Wednesday, March 11, 2009

I'd Rather Play

Monica Geller or Kate Gosselin would not approve. The house needs dusting, the closets need tidying (I'm actually waiting for Husband to do something about the wood and screen stored in Marguerite's room before I organize the closets. I'd do something about it myself, but... I don't want to! We'll see how long I can stand the complete chaos that is our bedroom closet before I take action.), the bathroom needs torching after being doused with alcohol (even if that hadn't been been Husband's province, at this advanced stage of grossness, I still wouldn't attempt to clean it - okay, that's a lie; I did attempt it, but all my stomach could stand to do was scrub off some of the crud and spray Mr. Muscle. Sadly, the thing still won't pass muster, lol... To people who have no appreciation for hyperboles, please understand that I compulsively exaggerate. Please do not report me to social welfare or to the health inspector.)... I was supposed to be leading to a point, but after all the side comments, never mind. Don't you find these little parenthetical inserts annoying? I'll have you know I'm exactly the same heard or read. Been this way forever.

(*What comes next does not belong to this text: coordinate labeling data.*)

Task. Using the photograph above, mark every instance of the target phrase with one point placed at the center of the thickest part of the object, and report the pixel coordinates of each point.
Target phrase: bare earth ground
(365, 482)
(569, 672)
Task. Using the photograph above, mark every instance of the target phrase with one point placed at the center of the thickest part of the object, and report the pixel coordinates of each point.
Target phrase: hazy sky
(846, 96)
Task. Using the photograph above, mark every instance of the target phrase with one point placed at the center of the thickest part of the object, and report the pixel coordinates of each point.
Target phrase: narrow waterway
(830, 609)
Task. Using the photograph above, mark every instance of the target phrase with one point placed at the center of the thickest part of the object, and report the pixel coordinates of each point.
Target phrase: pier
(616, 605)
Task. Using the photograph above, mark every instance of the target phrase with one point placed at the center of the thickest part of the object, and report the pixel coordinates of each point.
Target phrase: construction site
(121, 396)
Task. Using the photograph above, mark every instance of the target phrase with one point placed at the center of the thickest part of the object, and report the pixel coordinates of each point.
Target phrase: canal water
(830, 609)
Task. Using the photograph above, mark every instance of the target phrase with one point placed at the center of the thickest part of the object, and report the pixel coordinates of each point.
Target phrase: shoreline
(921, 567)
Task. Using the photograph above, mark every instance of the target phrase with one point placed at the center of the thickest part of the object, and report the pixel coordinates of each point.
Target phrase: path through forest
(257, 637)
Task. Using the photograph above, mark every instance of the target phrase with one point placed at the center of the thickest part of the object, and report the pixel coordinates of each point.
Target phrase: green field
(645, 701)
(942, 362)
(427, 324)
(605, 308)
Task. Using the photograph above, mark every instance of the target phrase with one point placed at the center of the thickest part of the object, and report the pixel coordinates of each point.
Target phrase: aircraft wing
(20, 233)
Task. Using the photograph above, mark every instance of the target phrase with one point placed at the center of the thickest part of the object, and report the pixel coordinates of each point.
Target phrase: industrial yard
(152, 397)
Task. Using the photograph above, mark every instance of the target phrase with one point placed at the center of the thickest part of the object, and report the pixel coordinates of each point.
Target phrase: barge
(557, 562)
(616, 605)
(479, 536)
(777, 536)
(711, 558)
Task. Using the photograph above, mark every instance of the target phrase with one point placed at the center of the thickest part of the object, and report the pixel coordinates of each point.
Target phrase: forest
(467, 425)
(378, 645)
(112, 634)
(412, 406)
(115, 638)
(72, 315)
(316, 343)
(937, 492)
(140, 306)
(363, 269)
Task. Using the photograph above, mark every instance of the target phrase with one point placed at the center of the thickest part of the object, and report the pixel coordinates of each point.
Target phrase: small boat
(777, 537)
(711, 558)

Anyway, to start over (and this is the point I was leading to - there goes the insert again), instead of cleaning more thoroughly (I'm not a complete and utter slob, I do some superficial charing, enough to keep the place free of vermin), I play. With Marguerite, I mean. I definitely prefer that to cleaning, lol.
Speaking of slacking and doing things more fun, yesterday we had an impromptu playdate here in our apartment. Three children (all older than Marguerite - aged 3, 5 and 6) from the eighth floor followed us down from our post-lunch rounds to play with Marguerite (or Marguerite's toys, lol). I think they found me - a mom who was keeping an eye on them as well as playing with them - quite an alien concept. The six-year-old asked me, "Why don't you get a
yaya (nanny) for Marguerite?" and I answered, "Because I want to take care of her myself." I could have elaborated, but I might have ended up implying something that I didn't mean, so I kept it simple, yet truthful. Sometimes I do wonder about going back to work (esp since the extra income would give us more comfort), but the idea of somebody else being Marguerite's primary caregiver (and influence) just stops my heart cold. I'm not saying that mothers who work outside the home are not doing as much when it comes to raising their children, but I have a very concrete idea of what kind of life and relationship I want for my daughter and myself and being a SAHM was the choice I had to make.